Danny’s a kid. Eric’s a kid, too. He’s also a robot, but he doesn’t know that.
For Danny, it becomes hard to ignore Eric’s super strange tendencies. He has weekly “dentist” appointments and parents who never stop smiling. It’s almost impossible to wake him up and he’s always getting fancy gifts from his mysterious uncle. Danny always assumed that Eric was just a spoiled rich kid…until he discovers Eric’s hidden robot reality.

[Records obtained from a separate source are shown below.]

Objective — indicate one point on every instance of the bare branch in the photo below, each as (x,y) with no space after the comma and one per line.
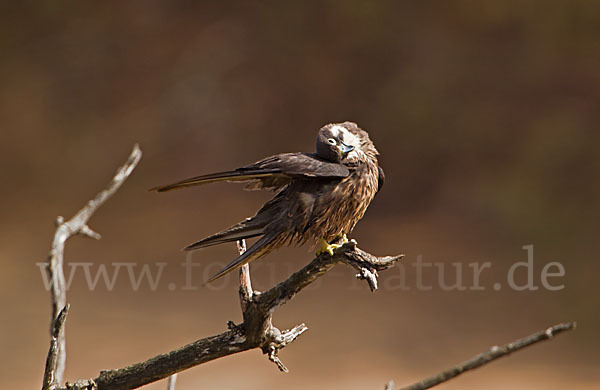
(65,230)
(256,330)
(171,382)
(492,354)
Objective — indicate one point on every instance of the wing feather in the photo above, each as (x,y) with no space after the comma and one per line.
(270,173)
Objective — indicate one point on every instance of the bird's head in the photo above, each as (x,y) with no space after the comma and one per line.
(337,142)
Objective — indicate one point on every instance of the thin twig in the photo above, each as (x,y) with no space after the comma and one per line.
(256,331)
(50,381)
(64,230)
(492,354)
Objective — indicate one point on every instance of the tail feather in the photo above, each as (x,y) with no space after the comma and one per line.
(236,175)
(258,249)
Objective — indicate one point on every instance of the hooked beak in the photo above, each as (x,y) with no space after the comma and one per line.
(346,148)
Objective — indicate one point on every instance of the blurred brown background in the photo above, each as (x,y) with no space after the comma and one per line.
(486,117)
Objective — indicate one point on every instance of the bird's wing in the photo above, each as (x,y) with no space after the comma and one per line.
(269,173)
(380,178)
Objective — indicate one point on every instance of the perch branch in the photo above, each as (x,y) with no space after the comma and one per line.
(64,230)
(256,330)
(492,354)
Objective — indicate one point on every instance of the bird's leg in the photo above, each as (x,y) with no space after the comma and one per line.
(341,239)
(324,246)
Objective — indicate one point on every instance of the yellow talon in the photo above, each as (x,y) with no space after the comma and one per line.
(324,246)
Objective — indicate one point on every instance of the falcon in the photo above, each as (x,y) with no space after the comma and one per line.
(319,197)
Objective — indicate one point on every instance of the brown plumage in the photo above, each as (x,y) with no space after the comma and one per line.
(319,196)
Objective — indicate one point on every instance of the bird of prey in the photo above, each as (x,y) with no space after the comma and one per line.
(319,197)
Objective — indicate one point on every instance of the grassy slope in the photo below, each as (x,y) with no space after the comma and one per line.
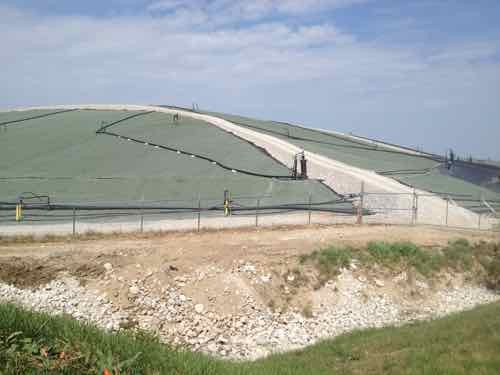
(466,343)
(65,150)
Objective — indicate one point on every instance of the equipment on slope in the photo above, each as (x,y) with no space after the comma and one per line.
(303,166)
(227,203)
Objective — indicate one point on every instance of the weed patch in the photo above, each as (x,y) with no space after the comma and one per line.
(329,261)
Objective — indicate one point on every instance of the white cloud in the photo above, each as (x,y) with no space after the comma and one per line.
(266,69)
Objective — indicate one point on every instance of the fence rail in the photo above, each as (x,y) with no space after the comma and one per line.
(196,214)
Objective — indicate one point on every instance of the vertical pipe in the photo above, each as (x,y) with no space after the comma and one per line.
(447,209)
(199,213)
(142,214)
(361,203)
(416,208)
(257,213)
(309,214)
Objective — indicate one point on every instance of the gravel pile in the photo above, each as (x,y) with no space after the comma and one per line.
(254,331)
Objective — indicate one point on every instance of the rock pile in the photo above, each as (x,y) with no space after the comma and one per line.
(254,331)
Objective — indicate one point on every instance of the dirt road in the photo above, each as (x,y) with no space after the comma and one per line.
(36,262)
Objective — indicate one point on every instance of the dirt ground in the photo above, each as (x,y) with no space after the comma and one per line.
(229,275)
(35,263)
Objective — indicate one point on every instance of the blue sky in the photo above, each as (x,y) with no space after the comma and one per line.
(423,73)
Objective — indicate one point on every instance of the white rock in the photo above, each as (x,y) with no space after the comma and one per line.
(108,267)
(133,290)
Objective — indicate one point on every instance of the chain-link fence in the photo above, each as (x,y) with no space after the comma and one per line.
(414,208)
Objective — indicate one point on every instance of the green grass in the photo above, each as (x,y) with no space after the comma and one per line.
(329,261)
(466,343)
(458,255)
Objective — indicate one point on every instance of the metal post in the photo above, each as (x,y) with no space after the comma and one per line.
(257,213)
(309,214)
(416,208)
(447,209)
(142,214)
(199,213)
(413,208)
(361,203)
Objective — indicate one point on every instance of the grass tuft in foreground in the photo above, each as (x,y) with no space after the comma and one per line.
(466,343)
(458,255)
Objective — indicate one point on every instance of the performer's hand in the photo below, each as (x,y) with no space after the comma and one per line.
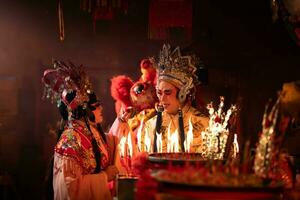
(125,114)
(111,172)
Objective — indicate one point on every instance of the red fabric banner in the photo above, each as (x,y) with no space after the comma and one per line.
(166,14)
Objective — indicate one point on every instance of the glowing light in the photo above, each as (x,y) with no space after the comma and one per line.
(129,145)
(189,137)
(139,134)
(147,141)
(159,142)
(122,146)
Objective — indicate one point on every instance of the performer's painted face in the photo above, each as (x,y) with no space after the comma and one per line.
(167,95)
(97,112)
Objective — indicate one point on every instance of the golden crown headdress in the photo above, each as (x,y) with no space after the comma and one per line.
(177,69)
(64,78)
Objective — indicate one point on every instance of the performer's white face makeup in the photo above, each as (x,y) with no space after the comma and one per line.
(98,113)
(166,93)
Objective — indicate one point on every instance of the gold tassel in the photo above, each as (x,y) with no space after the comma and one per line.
(61,22)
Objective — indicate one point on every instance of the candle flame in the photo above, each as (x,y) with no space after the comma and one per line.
(129,144)
(139,134)
(122,146)
(147,141)
(189,137)
(174,142)
(159,142)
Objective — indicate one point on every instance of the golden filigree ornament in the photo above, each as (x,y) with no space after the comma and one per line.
(178,70)
(265,150)
(216,134)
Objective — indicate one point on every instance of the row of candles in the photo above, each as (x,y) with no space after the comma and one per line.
(214,137)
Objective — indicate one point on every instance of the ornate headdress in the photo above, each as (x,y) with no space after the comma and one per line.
(63,79)
(178,70)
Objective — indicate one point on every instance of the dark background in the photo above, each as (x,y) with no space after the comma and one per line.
(248,57)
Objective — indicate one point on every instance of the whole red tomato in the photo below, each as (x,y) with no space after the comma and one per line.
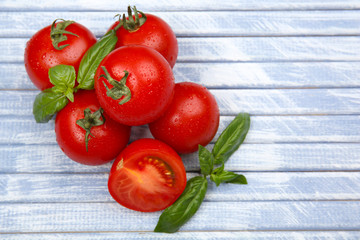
(86,134)
(134,85)
(41,54)
(147,176)
(191,119)
(154,33)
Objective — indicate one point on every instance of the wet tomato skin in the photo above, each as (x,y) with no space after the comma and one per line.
(108,141)
(40,55)
(147,176)
(191,119)
(150,80)
(154,33)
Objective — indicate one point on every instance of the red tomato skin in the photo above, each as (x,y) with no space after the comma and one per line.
(110,138)
(154,33)
(150,81)
(40,55)
(192,119)
(148,147)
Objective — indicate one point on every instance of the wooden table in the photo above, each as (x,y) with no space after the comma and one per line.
(293,65)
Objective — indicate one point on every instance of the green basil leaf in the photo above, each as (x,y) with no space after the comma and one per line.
(47,103)
(231,138)
(227,177)
(92,58)
(206,160)
(62,76)
(185,206)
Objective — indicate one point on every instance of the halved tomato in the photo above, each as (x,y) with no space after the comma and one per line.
(147,176)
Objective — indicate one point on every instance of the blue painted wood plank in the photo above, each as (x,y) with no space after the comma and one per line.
(234,75)
(212,216)
(242,49)
(191,235)
(264,129)
(44,158)
(209,23)
(176,5)
(233,101)
(273,186)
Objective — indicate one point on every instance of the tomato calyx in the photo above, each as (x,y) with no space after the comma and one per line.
(90,120)
(119,88)
(130,24)
(57,33)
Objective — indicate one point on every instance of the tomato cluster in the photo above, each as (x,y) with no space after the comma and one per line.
(124,79)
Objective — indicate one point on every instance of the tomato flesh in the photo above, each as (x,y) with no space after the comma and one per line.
(147,176)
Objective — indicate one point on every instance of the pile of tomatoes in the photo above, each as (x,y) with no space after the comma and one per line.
(133,85)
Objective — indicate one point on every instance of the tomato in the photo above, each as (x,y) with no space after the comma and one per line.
(154,33)
(147,176)
(41,55)
(137,86)
(106,138)
(191,119)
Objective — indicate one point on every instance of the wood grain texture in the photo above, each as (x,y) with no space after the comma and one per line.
(191,235)
(176,5)
(209,23)
(44,158)
(234,75)
(273,186)
(263,129)
(227,216)
(292,64)
(233,101)
(243,49)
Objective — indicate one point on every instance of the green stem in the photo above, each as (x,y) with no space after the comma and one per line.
(57,33)
(90,120)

As the two friends dig deeper into Eric’s origins and purpose, powerful forces swarm into town, and Danny and Eric are left with more questions than answers—and more danger than humanly possible.
PUBLISHERS WEEKLY
Vaughan (Six) imparts sophisticated social commentary in this tale of friendship with a futuristic twist, told alternatively in the voice of 12-year-old Danny and in the journal entries of his friend Eric, nicknamed Slick. Danny immediately conveys that Slick is dead, having been murdered six months earlier, that Slick was an android, and that Danny is publishing his journals to lead to Slick's killers' capture. Slick mostly befriends popular kids when he moves to town, but he and Danny gradually bond over an online game, Land X, as well as Danny's work building a computer. Danny finds many aspects of Slick's life unsettlingly odd, from his perpetually smiling parents to his weekly dentist appointments and extreme sleep habits, but it still comes as a great surprise to both when they learn that Slick is a robot. The android's stilted dialogue adds to his convincing character portrayal, and his journal entries reveal obsessions with certain brands and Land X, both of which hint at the hidden agenda behind his creation. Along with expected messages about choosing friends wisely, Vaughan offers a critique of consumerism for middle-grade readers who are ready to fight the power. Ages 8 12.